Which brings me to toys...I feel kinda bad because the little bear doesn't have very many.  But he still doesn't have control of his hands so how is he supposed to play with things?  I don't remember all this stuff with Eva!!  Toys just magically appeared to her when she got to the appropriate age.

We did buy him this amazing thing called a sit and play.  It's like an exersaucer but the baby sits in it instead of stands.  I saw it on a friend's instagram and immediately went and bought one.  I think he's big enough for the doorway swing and the big exersaucer so we'll be hauling those out of the attic this weekend along with Eva's old high chair.
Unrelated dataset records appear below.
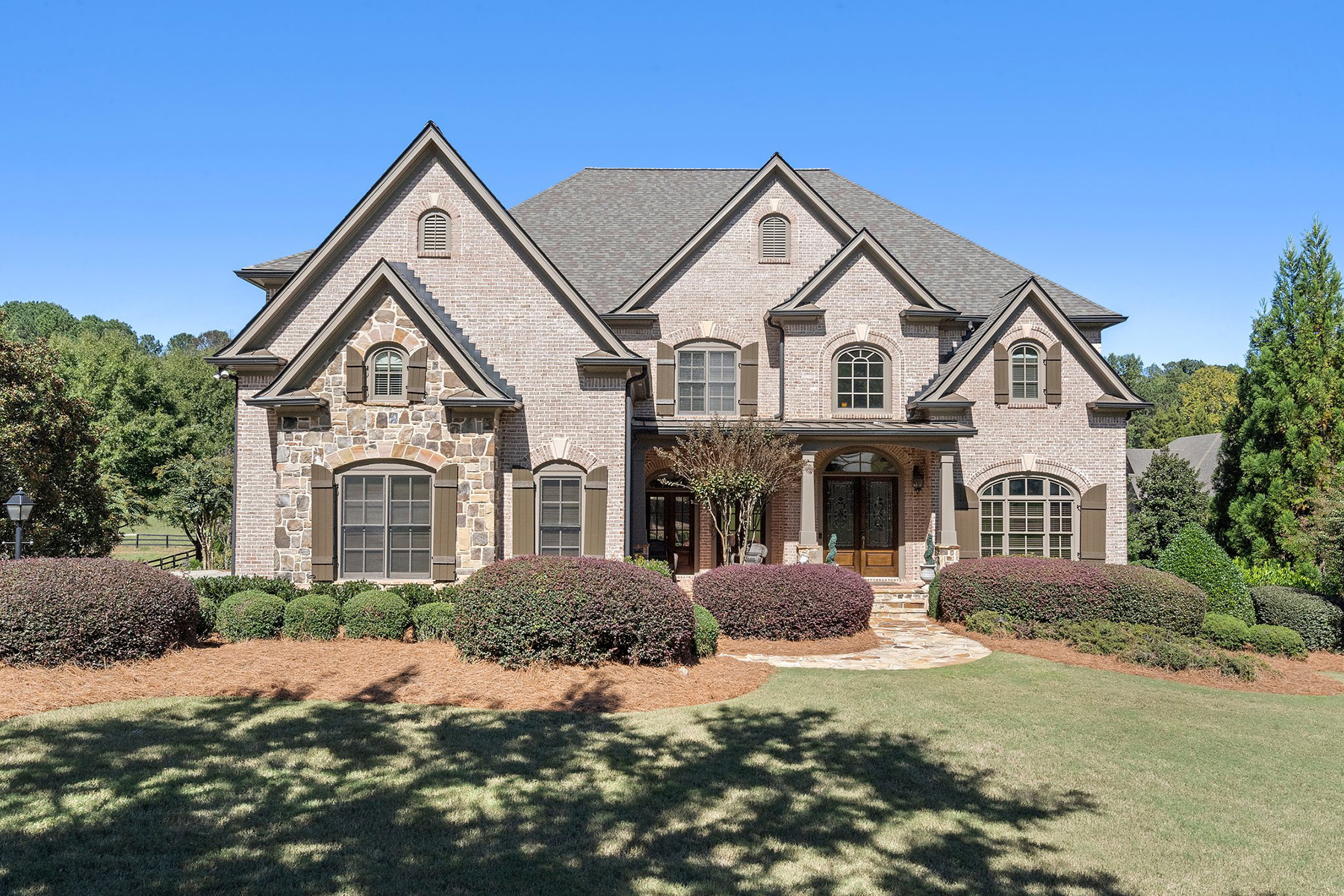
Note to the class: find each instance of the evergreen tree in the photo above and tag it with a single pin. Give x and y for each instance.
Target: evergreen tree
(1169, 500)
(1284, 440)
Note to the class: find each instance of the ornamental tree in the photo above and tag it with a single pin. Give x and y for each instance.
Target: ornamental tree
(732, 467)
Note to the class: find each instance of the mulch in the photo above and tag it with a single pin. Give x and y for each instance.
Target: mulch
(1284, 676)
(376, 672)
(866, 640)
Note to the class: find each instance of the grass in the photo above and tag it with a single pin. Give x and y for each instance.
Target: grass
(1011, 775)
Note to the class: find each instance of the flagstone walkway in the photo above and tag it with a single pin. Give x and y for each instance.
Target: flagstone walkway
(905, 645)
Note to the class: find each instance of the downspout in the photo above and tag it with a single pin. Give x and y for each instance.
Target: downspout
(629, 450)
(777, 327)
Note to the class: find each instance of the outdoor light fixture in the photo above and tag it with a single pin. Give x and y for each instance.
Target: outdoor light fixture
(19, 507)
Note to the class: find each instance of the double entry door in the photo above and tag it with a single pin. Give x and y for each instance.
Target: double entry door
(860, 512)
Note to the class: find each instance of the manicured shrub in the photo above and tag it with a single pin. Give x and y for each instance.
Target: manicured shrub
(793, 602)
(1319, 621)
(1276, 641)
(1226, 632)
(706, 633)
(1054, 590)
(92, 612)
(206, 623)
(376, 615)
(218, 588)
(1198, 559)
(312, 617)
(433, 621)
(571, 610)
(250, 615)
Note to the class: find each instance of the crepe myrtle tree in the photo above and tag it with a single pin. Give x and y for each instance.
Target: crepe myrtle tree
(732, 467)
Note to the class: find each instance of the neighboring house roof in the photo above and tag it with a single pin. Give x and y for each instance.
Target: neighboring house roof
(484, 386)
(611, 230)
(1116, 395)
(1199, 450)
Judging by my past blog entries we started feeding Eva with a spoon at the end of October.  I guess I could introduce Oscar to a spoon and see how well that works.  I forgot how much I hate the bottle.  I realize it goes by fast and blablabla but I'm really ready to be over the whole bottle phase.

So that's where we are now.  It feels like we've always been in this place.  It's hard to remember the days before Oscar and even harder to remember the days before Eva.  To me they're old souls who have always been part of our family since Squish and I first met.